Coal is the biggest but not the first victory for the capitalists in Nazi Germany. For years broad-faced, quiet Herr Wohlthat has doggedly fought a rearguard action against the Party radicals. Born in Wismar (where his father ran a hat shop), Wohlthat got some of his education in the U. S. (New York University and Columbia) and his first real business experience in the Pennsylvania oil fields. In 1930 he married a Philadelphia schoolteacher who happened to be a poor relation of Dr. Hjalmar Horace Greeley Schacht.

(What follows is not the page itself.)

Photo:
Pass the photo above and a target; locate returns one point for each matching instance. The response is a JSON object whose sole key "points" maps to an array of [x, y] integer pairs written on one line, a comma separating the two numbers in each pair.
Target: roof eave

When Hitler came to power, peripatetic Businessman Wohlthat returned to Germany and. started to work for In-law Schacht in the Ministry of Economics. He soon became Germany's No. 1 traveling salesman. Articulate in four languages, he drove hard trade bargains from Manchukuo to Iraq, Iran to Spain. In 1939 he was the storm centre of the London whaling conference at which, it was rumored, not whales but a $5,000,000,000 appeasement loan was the chief topic of conversation. He mapped the four-year plan, is today Goring's No. 1 economic adviser. Unlike most of his Nazi colleagues, he does not strut, prefers to operate be hind the scenes, avoids speechmaking. Last week, beaming over his coal victory, he said: "Anything I run will be on a sound business basis -- confidence is the thing. We are only trying to solve the problem Roosevelt tried to solve with the New Deal."
Against Ley, Goebbels and the other Party radicals, Wohlthat runs adroit interference for his capitalist friends, helps them gain a few yards from time to time. When the radicals complained about the high return on some stocks (running up to 12%), the directors obliged by issuing additional shares, thereby cutting the return on each share to 6%. Even in that juggernaut of statism, the Hermann Goring Works (TIME, Feb. 24), only the holding company is 100% State-controlled; many of the operating companies are privately run, partially owned by individuals.
Chief spokesman of the radicals is Labor Front Leader Ley, who believes the State should own everything. Last week, as though Wohlthat's triumph had made capitalism the new order of the day, even Dr. Ley began to show private initiative: it was rumored that he is now owner of Fromm's big German contraceptive factory.
Yet most entrepreneurs, German or not, know that Germany's is make-believe capitalism, that even their friend Wohlthat is fighting with a toy pistol. Few weeks ago thick-lipped Dr. Walther Funk, Reich Minister of Economic Affairs, told Nazi businessmen they would have to take more risks and expect less profits. Otherwise, said he, "we no longer need private enterprise." And always in businessmen's minds is the spectral case of Steelmaker Fritz Thyssen, the early Hitler backer who finally had to flee the Reich. Berlin says Thyssen is still on the Riviera, or else in South America. But last week his daughter in Argentina, Countess Anita Zichy, was sure the French had handed him over, that he was now in a "sanatorium" near Berlin.